On the surface, Cantor's paintings often depict his most immediate context, with recurring motifs, familiar imagery, personal objects, daily life, close relationships and personal desires through which Cantor explores his painting process and where the act of painting is the driving force behind the decisions made.
Douglas Cantor, born in Colombia, lives and works in London, UK. Cantor’s paintings are an exploration of diaspora identity and the transfiguration of culture through the experience of the immigrant, specifically to Cantor, his experience as a Latino immigrant to the UK. His work is an attempt to try to come to terms with the ways his culture and identity have mutated through his experience of immigration. What it means to not belong here or there, fragmented lives and the discrepancies between the different realities of contrasting places, a specific set of circumstances and experiences all too familiar to the immigrant that seem to simultaneously strengthen and dilute what it means to him to be from somewhere else, somewhere past.
As a result, Cantor's paintings portray what is left, what is gone, and what has changed meaning. They show a version of Latin American culture that is specific to his reality and personality and act as a vehicle to both records as well as project the constant development of life. They remain romantic and idealized, wishful and hopeful. They preserve the dreamings of the immigrant in what may be a collective cultural version of the American dream, but in this case, his own.

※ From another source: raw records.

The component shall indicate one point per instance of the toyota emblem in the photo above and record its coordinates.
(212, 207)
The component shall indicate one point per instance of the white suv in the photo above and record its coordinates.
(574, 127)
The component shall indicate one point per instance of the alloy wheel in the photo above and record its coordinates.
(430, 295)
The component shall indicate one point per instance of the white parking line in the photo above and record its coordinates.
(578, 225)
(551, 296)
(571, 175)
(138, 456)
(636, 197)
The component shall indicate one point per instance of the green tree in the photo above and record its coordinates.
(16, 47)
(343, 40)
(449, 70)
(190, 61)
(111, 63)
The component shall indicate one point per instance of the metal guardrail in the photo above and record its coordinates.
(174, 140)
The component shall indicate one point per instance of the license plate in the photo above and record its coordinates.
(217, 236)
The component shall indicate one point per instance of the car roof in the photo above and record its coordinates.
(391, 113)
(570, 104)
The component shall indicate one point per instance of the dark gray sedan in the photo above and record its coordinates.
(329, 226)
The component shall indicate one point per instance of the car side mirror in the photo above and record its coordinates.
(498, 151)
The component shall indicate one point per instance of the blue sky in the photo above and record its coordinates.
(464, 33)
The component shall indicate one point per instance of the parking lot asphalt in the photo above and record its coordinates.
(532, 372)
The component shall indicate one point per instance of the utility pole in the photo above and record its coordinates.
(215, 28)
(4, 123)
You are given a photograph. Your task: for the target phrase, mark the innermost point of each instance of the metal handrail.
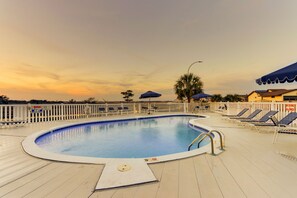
(198, 138)
(221, 138)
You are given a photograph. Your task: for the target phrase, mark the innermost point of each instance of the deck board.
(251, 166)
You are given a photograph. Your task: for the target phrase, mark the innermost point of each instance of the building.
(276, 95)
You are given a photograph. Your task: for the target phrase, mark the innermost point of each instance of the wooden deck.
(251, 166)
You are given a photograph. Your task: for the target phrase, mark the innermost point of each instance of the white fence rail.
(31, 113)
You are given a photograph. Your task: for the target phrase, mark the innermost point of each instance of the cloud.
(27, 70)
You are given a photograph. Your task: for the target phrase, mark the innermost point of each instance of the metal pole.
(193, 64)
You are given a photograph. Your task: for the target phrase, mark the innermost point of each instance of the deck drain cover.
(288, 156)
(124, 167)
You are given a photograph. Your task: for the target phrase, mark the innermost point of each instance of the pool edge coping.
(31, 148)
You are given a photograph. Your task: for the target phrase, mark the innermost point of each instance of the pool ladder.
(202, 136)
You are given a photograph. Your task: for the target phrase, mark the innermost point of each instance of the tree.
(127, 95)
(216, 98)
(4, 99)
(187, 86)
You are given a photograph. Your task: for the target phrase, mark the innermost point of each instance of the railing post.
(29, 113)
(62, 111)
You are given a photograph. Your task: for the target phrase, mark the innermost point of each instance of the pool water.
(141, 138)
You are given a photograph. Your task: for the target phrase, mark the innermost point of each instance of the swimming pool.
(128, 138)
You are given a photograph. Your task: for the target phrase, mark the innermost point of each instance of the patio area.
(251, 166)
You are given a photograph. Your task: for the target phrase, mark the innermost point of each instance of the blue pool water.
(123, 139)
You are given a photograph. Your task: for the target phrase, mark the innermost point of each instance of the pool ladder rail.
(202, 136)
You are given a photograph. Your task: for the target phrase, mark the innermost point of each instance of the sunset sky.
(75, 49)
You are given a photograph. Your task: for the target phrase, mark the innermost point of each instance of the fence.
(32, 113)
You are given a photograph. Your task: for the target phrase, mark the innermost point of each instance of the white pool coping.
(111, 177)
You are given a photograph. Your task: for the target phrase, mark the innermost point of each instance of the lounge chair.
(249, 117)
(263, 119)
(143, 108)
(284, 130)
(285, 121)
(238, 115)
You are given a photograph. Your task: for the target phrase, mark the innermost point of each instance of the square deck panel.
(124, 172)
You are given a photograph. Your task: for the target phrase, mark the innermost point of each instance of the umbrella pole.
(148, 108)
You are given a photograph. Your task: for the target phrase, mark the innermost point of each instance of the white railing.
(32, 113)
(283, 108)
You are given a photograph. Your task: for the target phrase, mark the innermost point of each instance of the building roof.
(272, 92)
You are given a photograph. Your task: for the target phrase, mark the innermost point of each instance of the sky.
(76, 49)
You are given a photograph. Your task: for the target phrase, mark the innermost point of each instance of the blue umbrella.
(201, 95)
(286, 74)
(149, 94)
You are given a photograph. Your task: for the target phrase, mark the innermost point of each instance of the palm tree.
(187, 86)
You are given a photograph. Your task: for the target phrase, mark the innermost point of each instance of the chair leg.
(275, 135)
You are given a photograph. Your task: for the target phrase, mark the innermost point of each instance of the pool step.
(124, 172)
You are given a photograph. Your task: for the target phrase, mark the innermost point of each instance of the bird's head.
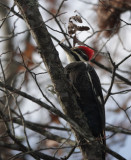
(80, 53)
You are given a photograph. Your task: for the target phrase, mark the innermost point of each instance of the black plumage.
(89, 96)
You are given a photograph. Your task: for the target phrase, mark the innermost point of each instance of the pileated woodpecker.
(87, 85)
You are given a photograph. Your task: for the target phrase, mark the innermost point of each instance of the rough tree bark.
(29, 10)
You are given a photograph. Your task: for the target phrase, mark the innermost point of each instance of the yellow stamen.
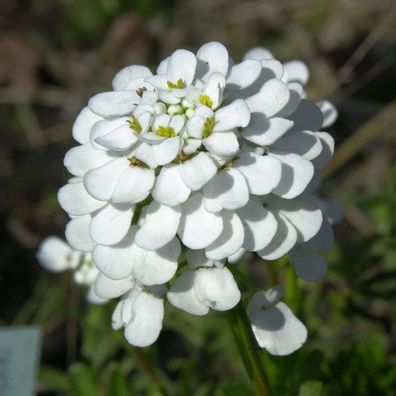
(206, 101)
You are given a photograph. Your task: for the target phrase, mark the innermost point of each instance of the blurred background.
(54, 55)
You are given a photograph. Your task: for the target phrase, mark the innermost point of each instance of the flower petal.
(243, 74)
(114, 103)
(264, 131)
(271, 99)
(156, 267)
(101, 182)
(116, 261)
(130, 77)
(330, 113)
(77, 233)
(83, 124)
(167, 150)
(197, 171)
(326, 154)
(260, 225)
(224, 144)
(120, 139)
(234, 115)
(79, 160)
(198, 227)
(182, 295)
(111, 224)
(296, 174)
(182, 64)
(216, 288)
(309, 266)
(302, 213)
(304, 143)
(227, 190)
(159, 226)
(75, 200)
(134, 185)
(146, 323)
(278, 330)
(105, 287)
(230, 240)
(262, 173)
(284, 240)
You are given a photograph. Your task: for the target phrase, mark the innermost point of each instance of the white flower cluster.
(181, 172)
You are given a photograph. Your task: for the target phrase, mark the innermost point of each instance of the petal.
(129, 76)
(156, 267)
(146, 323)
(296, 71)
(109, 288)
(234, 115)
(330, 113)
(304, 143)
(114, 103)
(260, 226)
(104, 127)
(264, 131)
(167, 150)
(296, 174)
(258, 53)
(198, 227)
(197, 171)
(182, 64)
(271, 99)
(309, 266)
(224, 144)
(77, 233)
(120, 139)
(262, 173)
(296, 93)
(111, 224)
(327, 150)
(284, 240)
(195, 127)
(302, 213)
(134, 185)
(79, 160)
(83, 124)
(278, 330)
(182, 295)
(159, 226)
(101, 182)
(243, 74)
(216, 288)
(227, 190)
(53, 254)
(75, 200)
(230, 240)
(170, 189)
(115, 262)
(234, 258)
(212, 57)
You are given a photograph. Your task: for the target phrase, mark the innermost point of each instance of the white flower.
(274, 324)
(202, 161)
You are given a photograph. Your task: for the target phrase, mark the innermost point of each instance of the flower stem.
(245, 341)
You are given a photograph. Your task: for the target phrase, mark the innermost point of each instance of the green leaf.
(311, 388)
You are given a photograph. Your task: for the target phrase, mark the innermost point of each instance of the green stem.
(245, 341)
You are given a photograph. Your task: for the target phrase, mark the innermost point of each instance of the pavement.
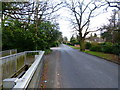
(70, 68)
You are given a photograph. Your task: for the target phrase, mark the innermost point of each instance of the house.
(95, 39)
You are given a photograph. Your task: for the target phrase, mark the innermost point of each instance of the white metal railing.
(8, 52)
(33, 72)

On the surface, Cantor's paintings often depict his most immediate context, with recurring motifs, familiar imagery, personal objects, daily life, close relationships and personal desires through which Cantor explores his painting process and where the act of painting is the driving force behind the decisions made. Beneath this lies a much more personal, emotional, and private aspect of Cantor's works. An assortment of personal jokes that are perhaps even more prevalent in the titles, which are very carefully thought out, often coming from Cantor’s own writing. Here the paintings exist as a means to deal with life, a personal exploration, a depiction and conciliation of his feelings of segregation, his relationships, his experiences, realities and traumas.